As the program unfolded, however, the inability to gather together did not stand in the way of heartfelt praise for each man. Dr. Ginther offered a tribute to Fr. Galadza, who is retiring from MASI, citing his “dogged commitment to academics,” his “passion for Eastern Christian studies” and his deep faith.
The Dean recalled that even though the two men were doing doctoral studies at the same time at St. Mike’s, it was only during the negotiations in 2017 to bring MASI from St. Paul’s University in Ottawa to St. Michael’s that they met, and Dr. Ginther expressed great admiration for Fr. Galadza’s dedication to students, MASI and the Church.
In response, Fr. Galadza offered his thanks, and expressed his delight at finally being able to spend more time with Olenka, his wife of 41 years.
“God bless all of you,” he said, and guests responded with a flurry of virtual toasts and clapping emojis.
Then Dr. Sylvester offered thanks to Dean Ginther for his service to the Faculty of Theology, noting that, as both men are mediaevalists, the former knew the latter’s academic reputation long before the two met, given Dr. Ginther’s profile as a scholar of Robert Grosseteste and his work in digital humanities.
Calling him a champion of the Faculty, the President cited the Dean’s “tireless work” in renewing the graduate division of St. Michael’s, citing three new hires as an exciting indication of things to come.
Dr. Ginther responded with thanks to faculty staff and his colleagues, and told those assembled how much he is looking forward to returning to the classroom after his year-long research leave.
“It’s been 12 years” since he’s had a leave, he noted.
This prompted another flurry of toasts and clapping icons.
Then it was Dr. Boyagoda’s turn to be honoured. With some gentle teasing, the President noted that if he left anything out in his introduction “Randy would fill it in.”

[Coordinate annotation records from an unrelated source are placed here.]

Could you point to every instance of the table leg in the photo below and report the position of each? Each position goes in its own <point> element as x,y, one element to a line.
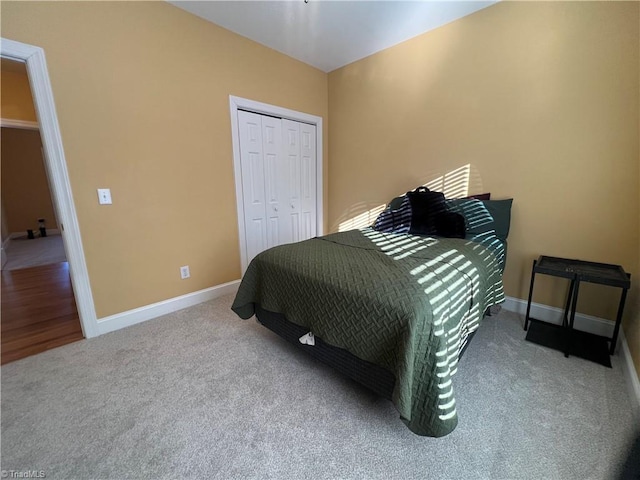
<point>569,332</point>
<point>533,276</point>
<point>616,329</point>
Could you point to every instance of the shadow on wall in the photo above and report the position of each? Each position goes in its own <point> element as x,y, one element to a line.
<point>457,183</point>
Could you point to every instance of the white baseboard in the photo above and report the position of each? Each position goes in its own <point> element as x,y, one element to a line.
<point>142,314</point>
<point>633,380</point>
<point>549,314</point>
<point>589,324</point>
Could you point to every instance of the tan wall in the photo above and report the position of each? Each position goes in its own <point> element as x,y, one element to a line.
<point>16,102</point>
<point>25,189</point>
<point>540,98</point>
<point>142,94</point>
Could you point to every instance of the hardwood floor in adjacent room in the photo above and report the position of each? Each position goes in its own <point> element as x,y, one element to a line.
<point>38,311</point>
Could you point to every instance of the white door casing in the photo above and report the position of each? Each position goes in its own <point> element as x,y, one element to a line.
<point>276,176</point>
<point>56,167</point>
<point>299,214</point>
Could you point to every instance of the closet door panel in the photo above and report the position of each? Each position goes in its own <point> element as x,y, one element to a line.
<point>277,233</point>
<point>308,180</point>
<point>291,186</point>
<point>253,185</point>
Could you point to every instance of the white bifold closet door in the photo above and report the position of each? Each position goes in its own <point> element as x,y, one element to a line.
<point>278,167</point>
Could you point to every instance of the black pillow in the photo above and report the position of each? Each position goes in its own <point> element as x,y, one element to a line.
<point>425,208</point>
<point>451,225</point>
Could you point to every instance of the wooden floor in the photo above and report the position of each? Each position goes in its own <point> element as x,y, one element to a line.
<point>38,311</point>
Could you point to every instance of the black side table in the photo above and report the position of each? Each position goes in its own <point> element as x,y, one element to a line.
<point>567,339</point>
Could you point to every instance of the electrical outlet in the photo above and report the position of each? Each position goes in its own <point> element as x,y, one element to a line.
<point>184,272</point>
<point>104,196</point>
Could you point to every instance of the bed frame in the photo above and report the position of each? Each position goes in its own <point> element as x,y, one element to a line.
<point>375,378</point>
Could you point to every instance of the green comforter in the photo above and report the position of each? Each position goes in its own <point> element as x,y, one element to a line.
<point>403,302</point>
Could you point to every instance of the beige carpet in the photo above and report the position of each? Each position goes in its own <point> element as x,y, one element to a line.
<point>202,394</point>
<point>24,253</point>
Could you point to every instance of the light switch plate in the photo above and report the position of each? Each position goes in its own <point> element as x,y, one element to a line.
<point>104,196</point>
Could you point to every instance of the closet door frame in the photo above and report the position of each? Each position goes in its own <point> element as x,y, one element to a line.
<point>238,103</point>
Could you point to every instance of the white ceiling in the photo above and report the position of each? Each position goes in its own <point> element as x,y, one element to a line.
<point>330,34</point>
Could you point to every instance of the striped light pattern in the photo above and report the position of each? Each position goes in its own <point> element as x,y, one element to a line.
<point>452,285</point>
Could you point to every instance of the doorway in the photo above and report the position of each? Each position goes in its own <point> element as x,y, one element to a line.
<point>38,306</point>
<point>75,268</point>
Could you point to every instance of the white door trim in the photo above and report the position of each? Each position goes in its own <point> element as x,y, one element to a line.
<point>56,166</point>
<point>23,124</point>
<point>237,103</point>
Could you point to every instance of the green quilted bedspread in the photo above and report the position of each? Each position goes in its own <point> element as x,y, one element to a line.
<point>403,302</point>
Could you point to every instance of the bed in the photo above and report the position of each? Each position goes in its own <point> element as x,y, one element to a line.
<point>393,310</point>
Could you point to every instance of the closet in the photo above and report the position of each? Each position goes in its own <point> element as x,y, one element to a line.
<point>278,169</point>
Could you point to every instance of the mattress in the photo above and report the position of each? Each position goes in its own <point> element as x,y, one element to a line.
<point>404,303</point>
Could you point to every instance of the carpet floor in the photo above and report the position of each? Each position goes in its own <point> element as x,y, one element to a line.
<point>203,394</point>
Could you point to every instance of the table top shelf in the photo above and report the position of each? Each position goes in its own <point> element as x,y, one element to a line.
<point>593,272</point>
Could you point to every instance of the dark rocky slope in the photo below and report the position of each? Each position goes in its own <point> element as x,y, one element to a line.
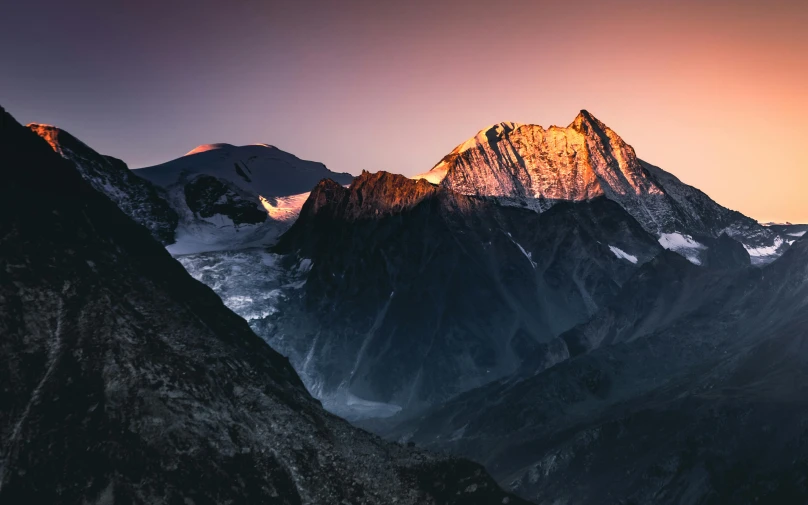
<point>124,380</point>
<point>689,388</point>
<point>417,293</point>
<point>138,198</point>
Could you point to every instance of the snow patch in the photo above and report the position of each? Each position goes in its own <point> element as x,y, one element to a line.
<point>682,244</point>
<point>765,250</point>
<point>528,255</point>
<point>623,254</point>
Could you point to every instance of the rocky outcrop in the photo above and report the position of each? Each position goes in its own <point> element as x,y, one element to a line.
<point>139,199</point>
<point>126,381</point>
<point>688,388</point>
<point>528,165</point>
<point>412,293</point>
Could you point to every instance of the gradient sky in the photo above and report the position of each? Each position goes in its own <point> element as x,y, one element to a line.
<point>714,91</point>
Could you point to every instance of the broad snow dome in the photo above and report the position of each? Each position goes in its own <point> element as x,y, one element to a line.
<point>208,147</point>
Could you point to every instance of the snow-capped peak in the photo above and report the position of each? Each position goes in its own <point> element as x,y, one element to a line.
<point>529,166</point>
<point>209,147</point>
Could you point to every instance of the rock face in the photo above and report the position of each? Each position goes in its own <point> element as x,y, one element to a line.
<point>527,165</point>
<point>230,198</point>
<point>688,388</point>
<point>138,198</point>
<point>408,293</point>
<point>124,380</point>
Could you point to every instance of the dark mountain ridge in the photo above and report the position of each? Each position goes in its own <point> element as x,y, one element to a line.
<point>416,293</point>
<point>127,381</point>
<point>688,388</point>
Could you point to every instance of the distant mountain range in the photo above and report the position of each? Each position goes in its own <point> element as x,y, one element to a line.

Dr. Sylvester thanked the outgoing Principal for his vision for St. Michael’s, noting that he was at the forefront of the renewal of the university’s programming and repetition, helping to restore St. Mike’s to its place as the leader in Catholic education.
In his response, Dr. Boyagoda, who has been named Vice Dean, Undergraduate in the Faculty of Arts & Science at the University of Toronto, offered thanks to many people, and then concluded his remarks with an anecdote.
He had just been the basement of Elmsley Hall with a young colleague to seek out furniture for the office he will maintain at St. Mike’s, as he will teaching the Gilson Seminar next year. The new employee who greeted him thought he was a student.
“I’m leaving here feeling young!” he proclaimed, and everyone offered a virtual toast.
Then came a round of comments from such notables as Collegium Chair Fr. Don McLeod, CSB, and Dr. Christopher Brittain, Dean of Divinity at Trinity College.
It was not the in-person party that anyone had imagined, but it was a heartfelt send-off, and the community wishes all three godspeed as they head off in new directions.